KINETICS OF GLUCOSE-TRANSPORT IN RAT SKELETAL-MUSCLE MEMBRANE-VESICLES - EFFECTS OF INSULIN AND CONTRACTIONS

To study the mechanism of acceleration of glucose transport in skeletal muscle after stimulation with insulin and contractions, we isolated a subcellular vesicular membrane fraction, highly enriched in the plasma membrane enzyme K+-stimulated p-nitrophenylphosphatase and also enriched in some intracellular membranes. Protein recovery, morphology, lipid content, marker enzyme activities, total intravesicular volume, Western blot quantitation of GLUT-1, and glucose-inhibitable cytochalasin B binding were identical in membrane fractions from control, insulin-stimulated, contraction-stimulated, and insulin- and contraction-stimulated muscle. Time course of D-[H-3]glucose entry in membrane vesicles at equilibrium exchange conditions showed that initial rate of transport at 30 mM of glucose was increased 19-fold and that equilibrium distribution space was increased 4-fold in vesicles from maximum-stimulated muscle. The effects of insulin and contractions on initial rate of transport as well as on equilibrium distribution space were additive, and stimulation increased the substrate saturability of glucose transport. Furthermore, cytochalasin B binding to membranes prepared by using less centrifugation time than usual showed that, after stimulation with insulin and contractions, at least 35% of the total number of glucose transporters were redistributed from one kind of vesicles to a more slowly sedimenting kind of vesicles, probably reflecting translocation within the membrane preparation from intracellular vesicles to the plasma membrane upon stimulation.

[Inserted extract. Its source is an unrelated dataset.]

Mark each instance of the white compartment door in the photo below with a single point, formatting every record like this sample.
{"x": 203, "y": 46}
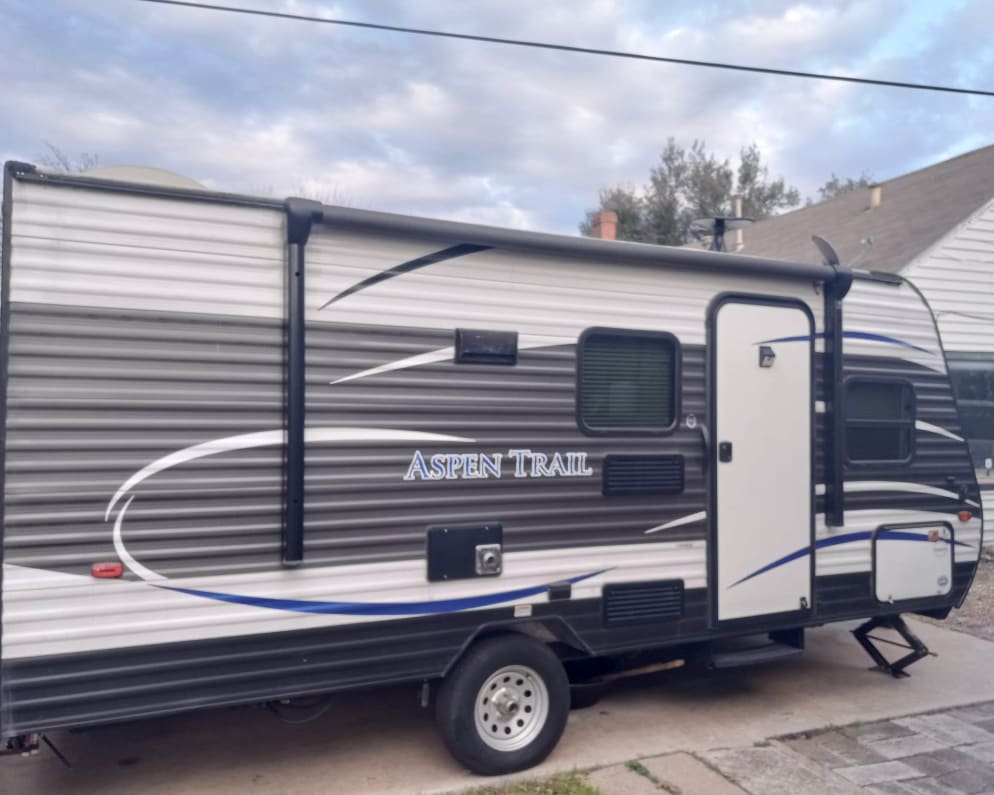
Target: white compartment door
{"x": 762, "y": 436}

In the present membrane preparation the effects of insulin and/or contractions on glucose transport resemble those seen in intact muscle, and the effects are thus not dependent on cellular integrity. The data support the notion that a redistribution of glucose transporters takes place after stimulation with insulin and contractions but also allows for an increase in transporter activity in the absence of an increase in glucose transporter number. The fact that the increases in equilibrium distribution space for glucose upon stimulation with insulin and contractions, respectively, were additive demonstrates that rather than causing graded increases in the intrinsic activity of the same transporters, the two stimuli activate separate glucose transporters.